Wednesday morning, early, I passed a congregant at the gym. “Are you buoyed, Bill? Are you buoyed, at least a little?” Another friend used that term later in the morning: “I’m feeling buoyed.”

Buoyed. Held up. Floating. Light of Spirit.

Tuesday’s election offered many reasons to celebrate, especially here in Oregon: movement toward affordable housing, the protection of our ‘sanctuary’ status, the Portland Clean Energy Initiative, the progressive candidates elected. There were far more cheers than moans among the congregants that gathered at church Tuesday evening.

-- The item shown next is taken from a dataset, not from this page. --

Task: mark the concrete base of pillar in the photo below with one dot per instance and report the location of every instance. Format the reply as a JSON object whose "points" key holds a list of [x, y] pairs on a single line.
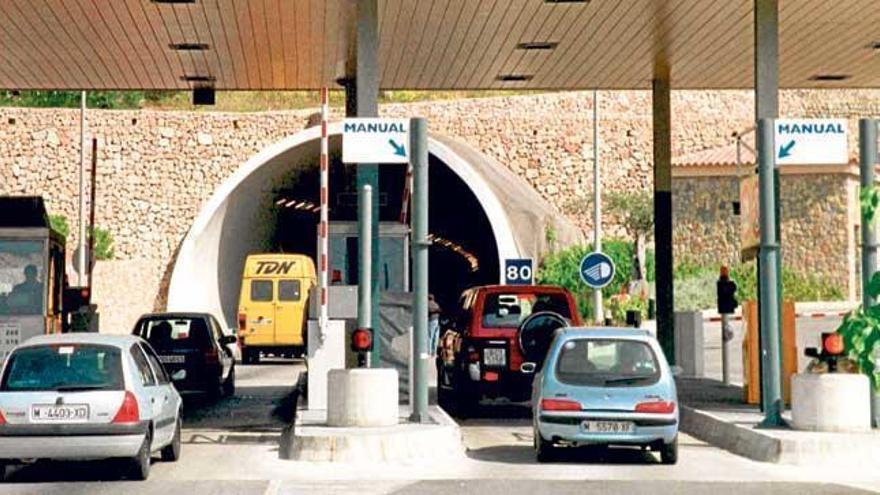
{"points": [[836, 402], [365, 397]]}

Across the nation, it was not a tsunami, but some balancing of power may well have been restored. Even gridlock would be a welcome improvement over the losses of the last two years. A few high profile contests preserved the status quo but by narrow margins. Almost 100 women, many young, most progressive, more than a few women of color, one out trans woman, one Native American woman will sit in Congress come January.

“Are you buoyed, Bill?”

The question, caught me up short. Because there are plenty of good reasons to celebrate. I had been preparing myself for an outcome much less to my liking. Perhaps you had been preparing yourself for that as well.

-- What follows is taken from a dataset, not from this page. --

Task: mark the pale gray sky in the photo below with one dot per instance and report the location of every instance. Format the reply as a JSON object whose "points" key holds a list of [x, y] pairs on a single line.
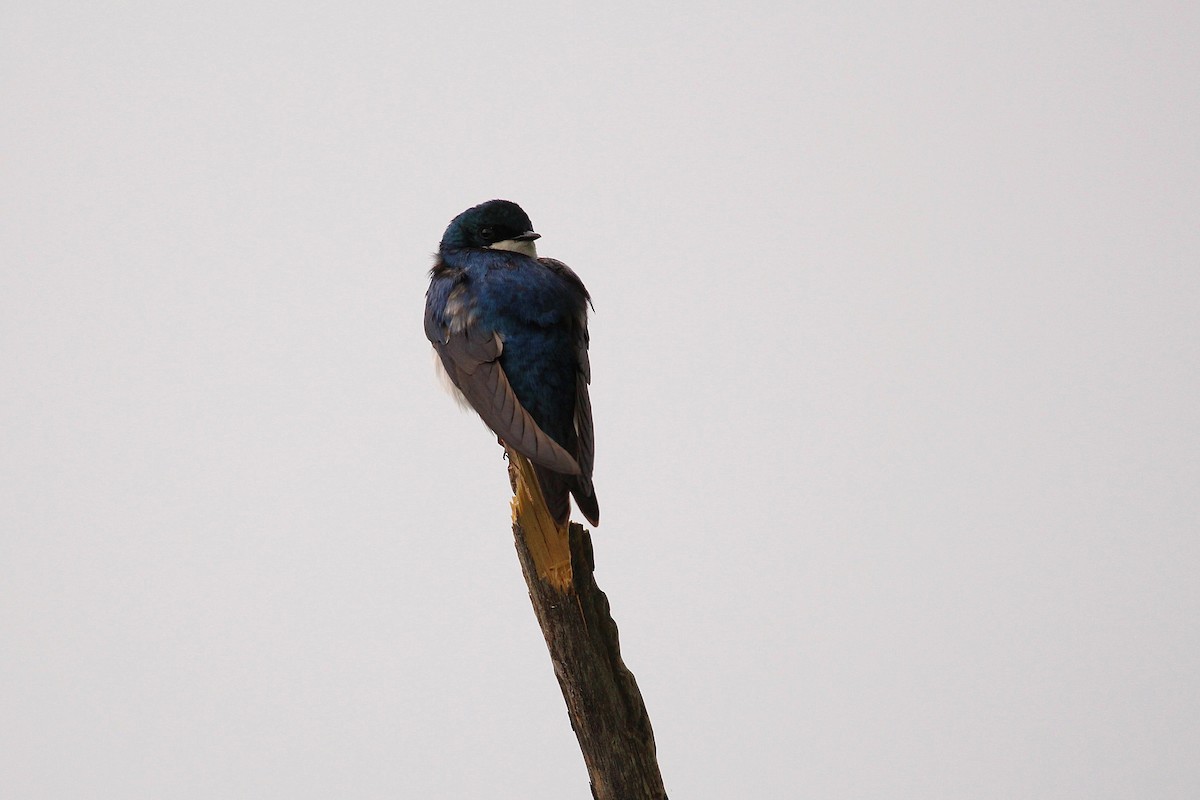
{"points": [[895, 396]]}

There are good reasons to celebrate but no opportunity to rest.

Within hours, the president demanded the resignation of the Attorney General, a reporter was silenced and banned from the White House, and the next mass shooting filled the morning news.

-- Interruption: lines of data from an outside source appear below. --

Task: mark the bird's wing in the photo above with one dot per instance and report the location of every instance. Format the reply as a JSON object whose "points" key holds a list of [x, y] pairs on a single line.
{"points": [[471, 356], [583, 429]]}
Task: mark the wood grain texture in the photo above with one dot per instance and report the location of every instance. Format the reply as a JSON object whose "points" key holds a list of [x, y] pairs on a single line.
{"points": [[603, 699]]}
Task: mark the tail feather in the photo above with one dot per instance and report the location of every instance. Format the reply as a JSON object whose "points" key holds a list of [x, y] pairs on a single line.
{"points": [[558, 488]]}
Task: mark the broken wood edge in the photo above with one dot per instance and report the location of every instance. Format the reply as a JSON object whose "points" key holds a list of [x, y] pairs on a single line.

Protest gatherings are called for this afternoon.

There is not time to simply celebrate. That is one of the real challenges of these days. The rapidfire assault on our sensibilities and the demand for attention to tragedy after violation after offense does not make it easy to remain centered. It is easy to feel that we are out of control, just as our world seems to be.

Take time to remember what matters. Take time to visit that place within and those relationships that sustain you. That is my best advice as we live through events that seemed unimaginable not that long ago.

This morning, I remembered the conclusion of a poem by Anne Baxter entitled “When the Unimaginable Happened.”

“It will take time to find our balance,
to grieve, if we will make room.
Remember, friends, this is the right thing
this ache within our deepest beings.
Know that all these things are normal
To feel disrupted, empty or undone.

Our hearts broke open and the Love that is still true
draws us once again together, story by story, step by step,
into places of tender knowing, remembering
to restore us, mend us, piece by broken piece.

This is the Love that runs between us,
sustaining force of restoration,
the Love that nourishes and feeds us,
binds us, each, to our collective core.

We grieve…and march…and weep…and sing
and through the pain—but not despite it—
Love will repair us, not the same, but stronger in
Some places,
Honoring memories like treasures,
living out our lives’ potential
in the shadow of the trespass
in the warmth of one another
in the light of what, restored, we will become.”

Remember that love is there to buoy us, to center us and to hold us up, even in this week when there is both much to resist and much to celebrate.